Prescription Risk Factors
One Quarter of Opioid Patients Become Long-Term Users
A history of substance abuse, a greater burden of illness, and smoking may drive a progression from shorter to longer term opioid use. The Mayo Clinic found those were among the strongest risk factors leading to episodic or long-term opioid use.
Researchers looked at a sample of patients in an area near the Minnesota-based clinic who received prescriptions for opioids during 2009. The patients’ opioid uses were categorized into the following time frames:
- Short term — episodes of opioid prescribing that lasted 90 days or less.
- Episodic — episodes of opioid prescribing lasting longer than 90 days if the total days supply was less than 120 and the total number of prescriptions was fewer than 10.
- Long term — episodes of opioid prescribing lasting longer than 90 days with 120 or more total days supply or 10 or more prescriptions.
“Overall, 293 patients received 515 new opioid prescriptions in 2009,” the authors noted. “Of these, 61 (21 percent) progressed to an episodic prescribing pattern and 19 (6 percent) progressed to a long-term prescribing pattern.”
Prescriptions included in the study sample were all those in the opioid analgesic drug class: all formulations of oxycodone, morphine, hydromorphone, oxymorphone, hydrocodone, fentanyl, meperidine, codeine, and methadone.

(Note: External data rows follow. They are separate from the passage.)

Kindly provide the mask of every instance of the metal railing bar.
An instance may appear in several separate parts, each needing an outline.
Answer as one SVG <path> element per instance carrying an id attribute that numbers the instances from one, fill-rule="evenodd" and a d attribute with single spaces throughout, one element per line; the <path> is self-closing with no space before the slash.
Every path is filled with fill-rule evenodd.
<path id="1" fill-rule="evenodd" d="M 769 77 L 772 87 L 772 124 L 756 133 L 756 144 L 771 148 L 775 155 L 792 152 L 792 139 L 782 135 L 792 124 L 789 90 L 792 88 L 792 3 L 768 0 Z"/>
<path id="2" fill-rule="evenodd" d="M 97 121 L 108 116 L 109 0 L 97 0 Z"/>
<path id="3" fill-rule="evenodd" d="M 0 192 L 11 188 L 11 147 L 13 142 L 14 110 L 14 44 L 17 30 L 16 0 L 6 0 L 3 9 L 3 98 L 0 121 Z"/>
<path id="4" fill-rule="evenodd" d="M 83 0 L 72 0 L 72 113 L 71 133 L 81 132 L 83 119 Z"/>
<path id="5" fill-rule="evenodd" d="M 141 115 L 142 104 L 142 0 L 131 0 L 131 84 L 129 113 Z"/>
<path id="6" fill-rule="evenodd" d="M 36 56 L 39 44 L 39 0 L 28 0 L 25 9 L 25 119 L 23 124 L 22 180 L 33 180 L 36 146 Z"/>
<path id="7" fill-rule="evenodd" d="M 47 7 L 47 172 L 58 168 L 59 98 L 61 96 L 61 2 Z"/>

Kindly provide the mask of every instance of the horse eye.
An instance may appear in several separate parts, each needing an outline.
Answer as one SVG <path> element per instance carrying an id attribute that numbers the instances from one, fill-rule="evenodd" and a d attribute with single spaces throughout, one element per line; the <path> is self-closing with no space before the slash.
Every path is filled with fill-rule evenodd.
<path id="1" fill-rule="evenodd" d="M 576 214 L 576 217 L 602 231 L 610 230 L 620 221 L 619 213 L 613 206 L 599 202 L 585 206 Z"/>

The most common reason for the first prescription was surgery or another painful procedure, followed by musculoskeletal pain and trauma.
For each of the three prescribing patterns, the authors looked at characteristics such as education, the presence of depression or anxiety, additional psychiatric illness, substance abuse, nicotine use, and CCI — severity and age weighted sum of diseases.
“In univariate models, patients in the group who received the episodic prescribing pattern were more likely to be past or current nicotine users than were patients in the group who received the short-term prescribing pattern. Patients in the group with the long-term prescribing pattern were more likely to have lower education levels, a past or current history of nicotine use, a past or current history of substance abuse, and a higher CCI than were patients in the group who received the short-term prescribing pattern,” the report explained. “When those in the episodic and long-term groups (i.e., who received more than 90 days of prescriptions) were considered together and compared with those in the short-term group, the former were more likely to have a past or current history of nicotine use, other psychiatric diagnosis, and a past or current history of substance abuse.”
The authors found that smokers with chronic pain were more likely to use opioids and in greater quantities than nonsmokers with chronic pain. They said research suggests an interaction between the pharmacology of nicotine and opioids.
“A reciprocal relationship has been observed between opioid and nicotine consumption,” they explained. “Increases in opioid use have been associated with increases in nicotine use, and increases in nicotine use have been associated with increases in opioid consumption.”
Medical providers should screen patients for past or current tobacco use and past or current substance abuse before starting an opioid prescription, the authors advised. “This would allow the clinician to assess the risk of longer-term prescribing and would provide the opportunity to counsel the patient about these potential risk factors before actually receiving the initial prescription.